Opinion: China Needs to Ease Up on Deleveraging
It is reasonable for China’s domestic debt to rise in the post-crisis era. It’s also sustainable. China’s savings rate stands about 40%, twice the world’s average.
Because China’s financial system is — and will remain — dominated by debt-based financing for a time, transforming savings into investment will inevitably result in more debt.
The ideal way to cut China’s domestic debt burden — which has grown drastically since the financial crisis — is to improve income distribution, boost household spending and reduce savings. But boosting consumer spending takes time, so the economy must continue to rely on investment to drive aggregate demand for a while yet. China’s fixed-asset investment is primarily composed of three parts. Infrastructure investment and real estate investment each account for about a quarter, and manufacturing investment accounts for about a third. Among them, manufacturing investment is production-oriented. In contrast, infrastructure and real estate investment can be categorized as consumption-oriented investments.
At a moment when it is difficult to make substantial progress in transforming the economy into a one driven by consumption, it is reasonable to rely on consumption-oriented investment to boost aggregate demand. We should not decide arbitrarily that the rising debt burden is unsustainable, nor should we create policies that blindly crack down on infrastructure and real estate investments.
The excessive deleveraging policies of the past two years have come with adverse side effects. They have made it difficult to finance the real economy, a situation that has put significant pressure on economic growth. Under the deleveraging campaign, financing for infrastructure and real estate investments has grown harder to come by. In the financial sector, new regulations, particularly those covering asset management, have led to a contraction in nonstandard financing, blocking a major financing channel for the real economy. In 2018, growth in nonstandard financing fell to an all-time low. Although bank credit continued to grow at its usual pace, new total social financing (TSF), a broad measure of credit in the economy that includes many types of nonstandard financing, shrank significantly. In 2018, new TSF was 3 trillion yuan ($441 billion) less than in 2017.
As a result, the flow of money into the real economy has hit an obstruction. The transmission of monetary policy takes two paths. One is through the central bank, which determines the amount of liquidity in the financial market. The other is the broad money supply derived through TSF, which determines the amount of liquidity in the real economy. Since 2018, the central bank has adopted a more proactive monetary policy and increased overall liquidity. The average daily trading value on the interbank market has risen, indicating that there is sufficient liquidity on the interbank market. However, as a result of the deleveraging campaign, regulations on the property sector and new asset-management rules, the money in the financial market has been unable to flow smoothly to the real economy. That has left China in a situation where financing remains difficult to obtain despite ample liquidity in the financial market. A similar situation occurred in 2014 and 2015, causing an enormous stock market bubble — followed by a stock market crash — that had a huge impact on the financial market.
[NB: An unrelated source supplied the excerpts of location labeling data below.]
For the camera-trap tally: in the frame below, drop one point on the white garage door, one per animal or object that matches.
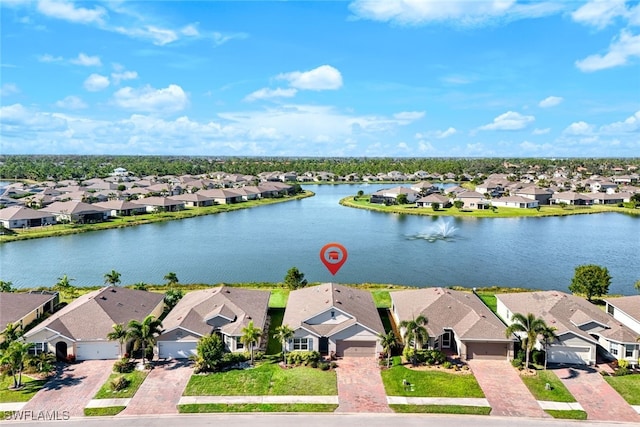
(97, 350)
(176, 349)
(569, 355)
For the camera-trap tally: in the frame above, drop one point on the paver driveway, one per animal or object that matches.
(504, 389)
(599, 400)
(161, 390)
(72, 388)
(360, 387)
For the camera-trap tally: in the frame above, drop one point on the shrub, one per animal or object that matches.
(119, 383)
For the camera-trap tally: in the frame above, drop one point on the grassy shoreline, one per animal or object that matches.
(131, 221)
(501, 212)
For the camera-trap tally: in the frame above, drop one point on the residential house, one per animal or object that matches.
(582, 328)
(82, 326)
(626, 310)
(458, 322)
(224, 311)
(22, 217)
(334, 319)
(22, 309)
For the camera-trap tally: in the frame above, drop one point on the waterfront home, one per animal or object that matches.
(626, 310)
(81, 328)
(582, 328)
(17, 216)
(224, 311)
(332, 318)
(76, 211)
(514, 202)
(458, 322)
(22, 309)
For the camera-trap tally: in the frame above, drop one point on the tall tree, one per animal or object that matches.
(388, 342)
(528, 325)
(590, 280)
(119, 334)
(144, 334)
(14, 357)
(112, 278)
(295, 279)
(250, 337)
(283, 334)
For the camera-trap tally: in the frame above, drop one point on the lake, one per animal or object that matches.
(261, 244)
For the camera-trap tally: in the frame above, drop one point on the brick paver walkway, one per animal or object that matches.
(161, 390)
(600, 401)
(360, 387)
(72, 388)
(504, 389)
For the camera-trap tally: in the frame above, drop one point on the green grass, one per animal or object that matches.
(441, 409)
(30, 387)
(536, 385)
(430, 383)
(627, 386)
(109, 411)
(255, 407)
(136, 378)
(274, 346)
(573, 414)
(266, 379)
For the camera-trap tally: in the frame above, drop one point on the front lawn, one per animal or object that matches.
(537, 386)
(429, 383)
(264, 380)
(255, 407)
(627, 386)
(30, 387)
(136, 378)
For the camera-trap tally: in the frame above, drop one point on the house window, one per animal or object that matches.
(628, 350)
(301, 344)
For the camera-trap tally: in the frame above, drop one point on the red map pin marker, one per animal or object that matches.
(333, 256)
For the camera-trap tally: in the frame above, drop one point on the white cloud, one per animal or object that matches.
(541, 131)
(147, 99)
(49, 58)
(579, 128)
(550, 101)
(96, 82)
(599, 13)
(621, 50)
(69, 12)
(324, 77)
(510, 120)
(454, 12)
(266, 93)
(71, 103)
(87, 61)
(123, 75)
(9, 89)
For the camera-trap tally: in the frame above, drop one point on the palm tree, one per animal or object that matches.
(283, 334)
(415, 333)
(119, 334)
(548, 334)
(530, 326)
(388, 342)
(250, 337)
(14, 357)
(112, 278)
(143, 334)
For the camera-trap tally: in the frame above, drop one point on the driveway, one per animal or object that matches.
(360, 387)
(161, 390)
(599, 400)
(72, 388)
(505, 391)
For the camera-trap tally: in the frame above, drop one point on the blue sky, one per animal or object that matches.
(416, 78)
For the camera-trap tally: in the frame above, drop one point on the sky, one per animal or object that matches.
(380, 78)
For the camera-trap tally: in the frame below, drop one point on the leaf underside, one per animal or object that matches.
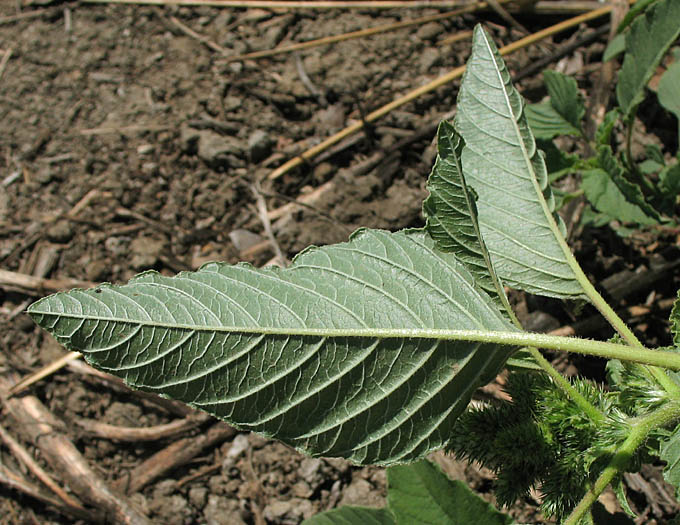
(223, 339)
(649, 38)
(502, 164)
(452, 214)
(422, 493)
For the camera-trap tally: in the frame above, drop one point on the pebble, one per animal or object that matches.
(430, 31)
(217, 150)
(60, 232)
(259, 145)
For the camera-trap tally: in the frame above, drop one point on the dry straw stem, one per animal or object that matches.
(357, 34)
(284, 4)
(445, 79)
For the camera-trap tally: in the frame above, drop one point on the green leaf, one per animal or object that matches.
(352, 516)
(638, 7)
(670, 453)
(565, 97)
(604, 130)
(649, 38)
(668, 91)
(507, 172)
(675, 321)
(338, 355)
(421, 493)
(669, 186)
(611, 193)
(546, 123)
(452, 214)
(616, 46)
(562, 114)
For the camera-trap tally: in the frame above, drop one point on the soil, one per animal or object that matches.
(130, 144)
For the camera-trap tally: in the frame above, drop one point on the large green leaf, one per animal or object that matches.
(422, 493)
(649, 38)
(502, 164)
(562, 114)
(335, 355)
(452, 214)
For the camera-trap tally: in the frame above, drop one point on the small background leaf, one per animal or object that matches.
(649, 38)
(562, 114)
(421, 493)
(616, 46)
(611, 193)
(507, 172)
(668, 91)
(452, 214)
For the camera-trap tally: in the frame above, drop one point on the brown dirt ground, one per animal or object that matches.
(169, 137)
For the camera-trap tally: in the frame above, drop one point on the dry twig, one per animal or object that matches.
(443, 80)
(43, 429)
(177, 454)
(23, 16)
(203, 39)
(4, 61)
(137, 434)
(22, 454)
(356, 34)
(39, 285)
(299, 4)
(15, 481)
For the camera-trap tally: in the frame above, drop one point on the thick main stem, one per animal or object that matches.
(640, 429)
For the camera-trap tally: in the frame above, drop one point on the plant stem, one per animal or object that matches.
(640, 429)
(588, 408)
(617, 323)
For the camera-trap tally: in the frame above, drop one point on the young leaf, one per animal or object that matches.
(649, 38)
(562, 114)
(615, 47)
(638, 7)
(452, 214)
(675, 321)
(422, 493)
(611, 193)
(507, 172)
(349, 515)
(669, 91)
(314, 355)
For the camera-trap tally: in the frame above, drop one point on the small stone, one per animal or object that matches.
(216, 150)
(430, 31)
(259, 146)
(43, 175)
(198, 496)
(97, 270)
(145, 252)
(150, 168)
(428, 59)
(145, 149)
(60, 232)
(222, 511)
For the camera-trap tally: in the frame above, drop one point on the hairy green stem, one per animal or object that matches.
(640, 429)
(617, 323)
(586, 406)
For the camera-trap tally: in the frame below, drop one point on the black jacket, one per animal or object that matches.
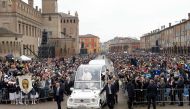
(68, 86)
(130, 89)
(116, 84)
(61, 94)
(106, 88)
(152, 90)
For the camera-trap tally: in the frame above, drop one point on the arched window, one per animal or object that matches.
(49, 18)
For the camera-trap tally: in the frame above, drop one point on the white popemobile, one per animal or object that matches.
(87, 87)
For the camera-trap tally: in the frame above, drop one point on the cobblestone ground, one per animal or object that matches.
(121, 105)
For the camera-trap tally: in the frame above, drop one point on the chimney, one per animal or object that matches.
(162, 27)
(170, 24)
(40, 10)
(31, 2)
(37, 8)
(183, 20)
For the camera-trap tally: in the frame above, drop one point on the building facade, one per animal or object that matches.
(124, 44)
(91, 43)
(28, 22)
(174, 39)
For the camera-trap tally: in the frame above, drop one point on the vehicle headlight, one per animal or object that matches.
(70, 100)
(93, 100)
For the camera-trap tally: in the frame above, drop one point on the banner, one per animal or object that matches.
(25, 83)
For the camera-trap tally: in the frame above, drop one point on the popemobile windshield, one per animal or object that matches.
(87, 87)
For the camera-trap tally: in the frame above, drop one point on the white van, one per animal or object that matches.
(87, 87)
(107, 63)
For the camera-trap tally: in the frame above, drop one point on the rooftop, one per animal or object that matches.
(88, 36)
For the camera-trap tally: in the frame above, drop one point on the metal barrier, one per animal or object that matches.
(163, 95)
(43, 95)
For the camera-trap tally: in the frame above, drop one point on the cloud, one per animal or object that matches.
(110, 18)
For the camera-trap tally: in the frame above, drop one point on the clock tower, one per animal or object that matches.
(49, 6)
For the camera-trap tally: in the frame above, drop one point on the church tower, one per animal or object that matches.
(31, 2)
(49, 6)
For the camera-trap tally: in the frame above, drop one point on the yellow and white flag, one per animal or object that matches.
(25, 83)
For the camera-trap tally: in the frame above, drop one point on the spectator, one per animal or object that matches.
(151, 94)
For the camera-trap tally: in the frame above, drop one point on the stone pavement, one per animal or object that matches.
(121, 105)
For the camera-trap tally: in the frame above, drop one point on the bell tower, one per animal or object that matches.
(49, 6)
(31, 2)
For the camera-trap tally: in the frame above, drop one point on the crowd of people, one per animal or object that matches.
(150, 77)
(45, 74)
(146, 78)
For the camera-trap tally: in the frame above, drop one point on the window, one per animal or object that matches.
(27, 30)
(64, 31)
(49, 18)
(24, 49)
(3, 4)
(19, 28)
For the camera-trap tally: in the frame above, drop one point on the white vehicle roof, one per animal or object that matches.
(97, 62)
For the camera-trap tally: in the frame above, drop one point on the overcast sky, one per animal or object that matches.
(125, 18)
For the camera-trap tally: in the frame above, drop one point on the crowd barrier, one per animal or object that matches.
(166, 95)
(43, 94)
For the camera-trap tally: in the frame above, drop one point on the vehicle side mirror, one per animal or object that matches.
(71, 88)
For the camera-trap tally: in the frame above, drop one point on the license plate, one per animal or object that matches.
(81, 107)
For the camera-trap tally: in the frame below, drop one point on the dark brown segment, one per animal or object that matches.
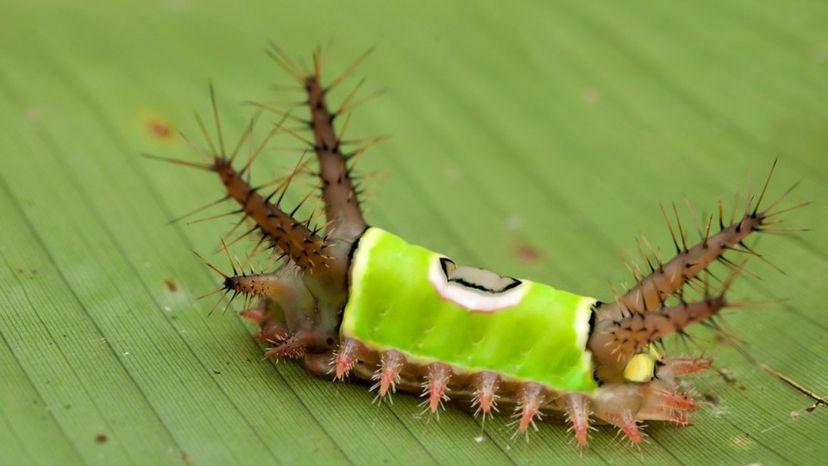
(338, 192)
(294, 239)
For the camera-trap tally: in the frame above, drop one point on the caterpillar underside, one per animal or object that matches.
(348, 312)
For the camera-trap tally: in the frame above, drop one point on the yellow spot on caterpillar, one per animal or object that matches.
(640, 368)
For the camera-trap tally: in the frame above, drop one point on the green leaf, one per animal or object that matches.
(536, 139)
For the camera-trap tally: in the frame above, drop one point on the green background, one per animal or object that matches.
(533, 138)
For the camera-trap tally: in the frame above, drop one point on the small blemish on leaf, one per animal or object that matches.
(159, 129)
(526, 252)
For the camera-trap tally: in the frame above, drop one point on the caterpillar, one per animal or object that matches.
(349, 300)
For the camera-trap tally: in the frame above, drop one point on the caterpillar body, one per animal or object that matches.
(354, 301)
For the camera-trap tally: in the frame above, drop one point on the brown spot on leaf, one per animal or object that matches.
(160, 129)
(526, 252)
(740, 441)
The obstruction in the flow of money has put great pressure on economic growth while pushing up the prices of financial assets. The growth rates of both infrastructure investment and real estate investment (after deducting land purchase fees from the latter) plunged in 2018, dragging on economic growth. At the same time, the deflationary pressure on the producer price index has returned. As the real value of debt increases during deflation, there is growing risk that China will experience debt deflation.
Under the deleveraging policy, the liability-to-asset ratio has declined for state-owned enterprises, but has risen for private enterprises. As a result, the overall liability-to-asset ratio of industrial enterprises in China jumped in 2018. This is the first time that the ratio of China’s industrial enterprises has risen since the 4 trillion yuan stimulus package that the country launched in 2008 to offset the effects of the global financial crisis.
In short, China’s deleveraging policy needs an adjustment. At present, China’s macroeconomic policy has been adjusted to stabilize growth. Correspondingly, the deleveraging policy should also be adjusted to stabilize leverage. To get money flowing to the real economy, China must ease up on its deleveraging policy.
Xu Gao is chief economist of China Everbright Securities Asset Management Co. Ltd.
This article has been edited for length and clarity.